Mi impresión es que el círculo está a punto de quedar completo. Que el arco dramático de esta tragicomedia va de caída. Lo que no sé es dónde termina. En estos meses, en estos dos años largos, han ocurrido tantas cosas que ordenarlas parece innecesario, porque no respondían a ninguna lógica. Es verdad que yo traté de imponerla, de dirigir el proceso y llevarlo a un término; de alumbrar el túnel con algunas posibilidades intuidas. Sospecho ya que confié demasiado en la generosidad del esfuerzo, que me conducía al mismo escenario de confusión de siempre. En este tiempo he regresado a la universidad, he escrito un proyecto, me han subido y bajado de otros tantos que nunca salieron adelante; he sido parado, estudiante, colaborador, empleado a prueba y chico en prácticas a los 45 años; free-lance, autónomo, padre, autor de un libro y batería de dos grupos sin nombre. He tratado de inventarme una nueva vida pero no he engañado a nadie. Ni a mí mismo, por supuesto.
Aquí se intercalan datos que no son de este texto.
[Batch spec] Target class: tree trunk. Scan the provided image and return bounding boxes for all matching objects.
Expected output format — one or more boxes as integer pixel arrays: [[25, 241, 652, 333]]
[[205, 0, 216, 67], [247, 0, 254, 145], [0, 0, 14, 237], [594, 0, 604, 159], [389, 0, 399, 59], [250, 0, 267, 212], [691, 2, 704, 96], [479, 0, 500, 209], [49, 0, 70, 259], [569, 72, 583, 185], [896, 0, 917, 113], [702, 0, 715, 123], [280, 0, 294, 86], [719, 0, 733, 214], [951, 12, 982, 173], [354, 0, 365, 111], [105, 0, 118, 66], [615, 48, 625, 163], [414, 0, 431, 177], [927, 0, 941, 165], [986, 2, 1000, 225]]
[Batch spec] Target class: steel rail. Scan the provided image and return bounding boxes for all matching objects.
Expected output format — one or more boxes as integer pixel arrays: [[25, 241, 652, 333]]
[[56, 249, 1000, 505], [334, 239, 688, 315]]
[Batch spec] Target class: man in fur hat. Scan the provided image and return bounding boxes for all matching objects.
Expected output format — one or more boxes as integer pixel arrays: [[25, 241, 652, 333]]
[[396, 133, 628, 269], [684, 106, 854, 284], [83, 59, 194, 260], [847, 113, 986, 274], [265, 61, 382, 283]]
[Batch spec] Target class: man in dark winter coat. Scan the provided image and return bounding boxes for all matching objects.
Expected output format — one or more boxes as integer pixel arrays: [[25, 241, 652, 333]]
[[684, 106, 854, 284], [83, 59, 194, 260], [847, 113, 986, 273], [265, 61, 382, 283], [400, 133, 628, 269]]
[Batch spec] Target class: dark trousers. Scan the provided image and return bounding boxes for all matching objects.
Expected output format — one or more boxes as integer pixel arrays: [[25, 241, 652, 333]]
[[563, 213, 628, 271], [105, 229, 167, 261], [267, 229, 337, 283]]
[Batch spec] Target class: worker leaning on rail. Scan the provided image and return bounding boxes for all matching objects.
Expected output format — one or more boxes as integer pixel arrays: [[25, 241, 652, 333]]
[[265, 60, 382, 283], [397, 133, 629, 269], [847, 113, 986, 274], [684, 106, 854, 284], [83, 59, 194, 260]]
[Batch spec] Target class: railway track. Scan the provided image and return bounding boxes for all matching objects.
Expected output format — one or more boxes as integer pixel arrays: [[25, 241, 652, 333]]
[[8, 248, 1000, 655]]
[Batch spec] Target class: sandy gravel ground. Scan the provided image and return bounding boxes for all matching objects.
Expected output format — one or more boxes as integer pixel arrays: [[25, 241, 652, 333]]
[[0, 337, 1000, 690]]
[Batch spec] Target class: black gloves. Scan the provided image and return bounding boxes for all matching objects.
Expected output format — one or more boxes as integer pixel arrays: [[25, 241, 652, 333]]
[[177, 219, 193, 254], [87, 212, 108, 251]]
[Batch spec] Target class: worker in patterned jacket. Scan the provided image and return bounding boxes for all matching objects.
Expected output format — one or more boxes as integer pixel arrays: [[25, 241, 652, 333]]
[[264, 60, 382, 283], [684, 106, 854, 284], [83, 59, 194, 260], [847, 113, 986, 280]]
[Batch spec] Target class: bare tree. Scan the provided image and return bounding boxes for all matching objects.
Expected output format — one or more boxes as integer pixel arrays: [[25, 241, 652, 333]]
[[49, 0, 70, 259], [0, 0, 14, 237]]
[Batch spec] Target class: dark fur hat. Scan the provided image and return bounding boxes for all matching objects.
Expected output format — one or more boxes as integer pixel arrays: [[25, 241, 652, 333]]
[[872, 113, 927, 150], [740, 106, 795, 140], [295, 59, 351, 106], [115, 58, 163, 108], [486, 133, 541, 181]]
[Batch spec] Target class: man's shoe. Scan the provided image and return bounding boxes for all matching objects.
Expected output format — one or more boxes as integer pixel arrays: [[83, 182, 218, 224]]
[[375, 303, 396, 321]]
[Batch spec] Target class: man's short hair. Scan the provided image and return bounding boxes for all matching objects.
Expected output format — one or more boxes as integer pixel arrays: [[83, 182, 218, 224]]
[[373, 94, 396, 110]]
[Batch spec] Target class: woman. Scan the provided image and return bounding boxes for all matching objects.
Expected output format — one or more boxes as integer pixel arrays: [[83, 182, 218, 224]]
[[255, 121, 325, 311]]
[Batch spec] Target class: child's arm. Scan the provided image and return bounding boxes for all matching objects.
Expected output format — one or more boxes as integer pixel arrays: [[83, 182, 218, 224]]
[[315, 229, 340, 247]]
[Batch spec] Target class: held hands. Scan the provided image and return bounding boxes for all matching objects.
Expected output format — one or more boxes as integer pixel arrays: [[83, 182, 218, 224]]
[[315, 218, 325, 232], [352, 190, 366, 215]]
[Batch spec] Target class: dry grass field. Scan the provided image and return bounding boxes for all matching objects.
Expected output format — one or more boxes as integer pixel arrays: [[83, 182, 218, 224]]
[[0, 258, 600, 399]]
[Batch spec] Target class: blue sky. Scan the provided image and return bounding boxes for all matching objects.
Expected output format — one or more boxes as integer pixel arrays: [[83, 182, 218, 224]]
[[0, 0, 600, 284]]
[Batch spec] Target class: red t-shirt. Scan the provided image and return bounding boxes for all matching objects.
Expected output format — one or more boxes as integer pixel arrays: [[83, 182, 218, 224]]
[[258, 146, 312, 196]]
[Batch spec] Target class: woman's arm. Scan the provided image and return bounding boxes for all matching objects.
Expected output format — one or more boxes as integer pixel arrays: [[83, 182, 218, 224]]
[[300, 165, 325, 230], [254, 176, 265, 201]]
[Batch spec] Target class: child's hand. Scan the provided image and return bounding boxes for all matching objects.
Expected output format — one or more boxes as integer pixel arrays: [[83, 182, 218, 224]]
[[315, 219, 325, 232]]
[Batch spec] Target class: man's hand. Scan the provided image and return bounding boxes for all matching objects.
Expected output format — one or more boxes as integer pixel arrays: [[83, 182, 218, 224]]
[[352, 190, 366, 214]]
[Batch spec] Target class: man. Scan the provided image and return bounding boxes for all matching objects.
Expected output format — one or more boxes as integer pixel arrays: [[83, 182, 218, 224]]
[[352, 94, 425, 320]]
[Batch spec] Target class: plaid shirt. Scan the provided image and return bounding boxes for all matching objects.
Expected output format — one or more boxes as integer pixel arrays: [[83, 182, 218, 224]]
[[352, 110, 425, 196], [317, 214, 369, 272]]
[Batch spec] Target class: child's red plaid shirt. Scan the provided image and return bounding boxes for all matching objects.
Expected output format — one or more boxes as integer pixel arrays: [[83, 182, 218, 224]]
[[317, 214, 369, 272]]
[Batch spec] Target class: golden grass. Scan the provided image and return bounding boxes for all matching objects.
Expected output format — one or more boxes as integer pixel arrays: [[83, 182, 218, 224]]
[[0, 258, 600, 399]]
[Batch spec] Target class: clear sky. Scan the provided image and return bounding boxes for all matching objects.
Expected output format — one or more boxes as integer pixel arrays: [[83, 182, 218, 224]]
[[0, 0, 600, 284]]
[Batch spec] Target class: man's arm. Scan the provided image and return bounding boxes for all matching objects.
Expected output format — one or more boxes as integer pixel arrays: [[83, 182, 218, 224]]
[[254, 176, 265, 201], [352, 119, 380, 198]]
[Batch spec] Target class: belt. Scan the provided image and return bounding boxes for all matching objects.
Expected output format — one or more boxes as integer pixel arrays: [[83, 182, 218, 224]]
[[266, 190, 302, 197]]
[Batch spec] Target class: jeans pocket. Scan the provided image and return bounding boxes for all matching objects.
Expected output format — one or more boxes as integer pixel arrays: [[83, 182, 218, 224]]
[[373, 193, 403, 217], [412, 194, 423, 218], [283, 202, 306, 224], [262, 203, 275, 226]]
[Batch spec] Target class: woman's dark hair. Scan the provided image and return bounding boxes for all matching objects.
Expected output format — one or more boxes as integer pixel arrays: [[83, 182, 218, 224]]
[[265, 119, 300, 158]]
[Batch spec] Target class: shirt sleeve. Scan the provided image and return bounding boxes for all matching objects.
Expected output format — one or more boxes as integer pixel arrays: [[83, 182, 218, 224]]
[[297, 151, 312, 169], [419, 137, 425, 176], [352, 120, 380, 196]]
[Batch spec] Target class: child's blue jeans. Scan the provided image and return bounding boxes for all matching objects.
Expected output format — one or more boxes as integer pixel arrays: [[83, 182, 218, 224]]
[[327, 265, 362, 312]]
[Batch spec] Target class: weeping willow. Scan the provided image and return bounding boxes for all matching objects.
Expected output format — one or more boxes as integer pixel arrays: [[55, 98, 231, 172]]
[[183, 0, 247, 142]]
Puede que sea injusto. Conmigo, con el entorno, con la situación y con la obligatoria esperanza. Yo no culpo nadie, de eso estoy seguro: creo que, como casi siempre, elegí mal y he ejecutado peor. Sin embargo, cabe otra interpretación más generosa. Puede que este desconcierto sea el principio de un mundo mejor. Que K estuviera equivocado y el silencio solo anticipe algo distinto, que ahora mismo me resulta irreconocible, pero que constituya un destino mucho más fecundo que el que creo -temo- me aguarda. Que se esté imponiendo el opresivo principio según el cual uno solo puede ser lo que es, nada más. Y que, en realidad, no constituya una amenaza sino la llamada natural de un destino que hay que cumplir. Y que ha llegado la hora de afrontarlo, de darle a todo esto el único sentido posible, el único verdadero. De imponer la verdad, de una vez por todas, y sujetarse a las consecuencias. Si eso ocurre así, prometo contarlo con honestidad.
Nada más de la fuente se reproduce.